These are my notes of the Glasgow Haskell Compiler’s Garbage Calloector made over my period of internship at Microsoft Research in Summer 2006. These notes are in process of constantly being updated as I study the system further. The objective of my work at MSRC is to implement a parallel GC for Haskell – one that will allow multiple threads to simultaneously garbage collect.


Lets dive right into the working of things. GHC has an abstraction called capabilities. A capability is a 1 or more OS threads. They may or maynot have processor affinities on multiprocessor machines. Each capability can run multiple Haskell threads. These Haskell threads are what are known as interpreter threads or green threads or user threads in the terminology of other systems. The OS is not aware of their presence and the switching of context between these threads is controlled purely by the Haskell runtime system. The runtime system, abbreviated as RTS is something we will keep referring to again and again.

Runtime System

The RTS is located in the folder “rts” of the ghc tree. It consists mostly of C code that is compiled into the resulting Haskell executable so that the required runtime services for the executable are packaged in. This is unlike .Net, JVM, Chez Scheme and other systems where the binaries rely heavily on the runtime support provided by their host VMs and thus the binaries cannot be independently deployed onto machines that that don’t have whole or part of the host VM services. Haskell executables are designed to be standalone executable requiring only standard OS services and do not usually require language support binaries.

The tradeoff is in the fact that every Haskell binary has the RTS compiled into it, making Haskell binaries rather large. The RTS consists of facilities like the support of user threads (or Haskell threads), garbage collection etc. We are interested in focusing on Garbage Collection. However before we get into the GC, let us look at how that is connected to the rest of the system.

The Scheduler

Most of the interesting things related to scheduling and multithreading in Haskell center around the function schedule() that is define in Schedule.c. This is the part of schedule that take a thread from the run and decides what to do with it.

static Capability * schedule (Capability *initialCapability, Task *task)

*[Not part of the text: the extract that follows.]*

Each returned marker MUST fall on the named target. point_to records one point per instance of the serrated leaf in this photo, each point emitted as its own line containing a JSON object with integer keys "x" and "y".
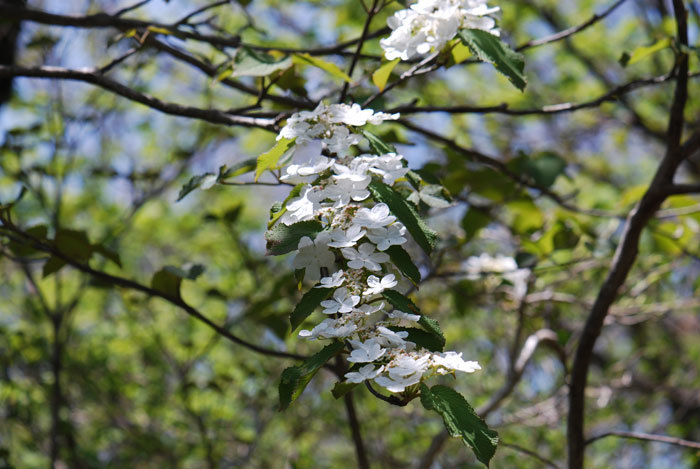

In schedule() is a pretty classical scheduler loop. I have stripped away several parts of the code here to get down to the essentials.

    t = popRunQueue(cap);
    prev_what_next = t->what_next;

    switch (prev_what_next) {
    case ThreadKilled:
    case ThreadComplete:
        /* Thread already finished, return to scheduler. */
        ret = ThreadFinished;
    case ThreadRunGHC:
        StgRegTable *r;
        r = StgRun((StgFunPtr) stg_returnToStackTop, &cap->r);
        cap = regTableToCapability(r);
        ret = r->rRet;
    case ThreadInterpret:
        cap = interpretBCO(cap);
        ret = cap->r.rRet;
        barf("schedule: invalid what_next field");

The scheduler picks up a thread off the run queand decides what to do with it. If it is runnable, then it calles the function StgRun() to run it. At the end of the code block, the variable “ret” is set to indicate why the the thread stopped.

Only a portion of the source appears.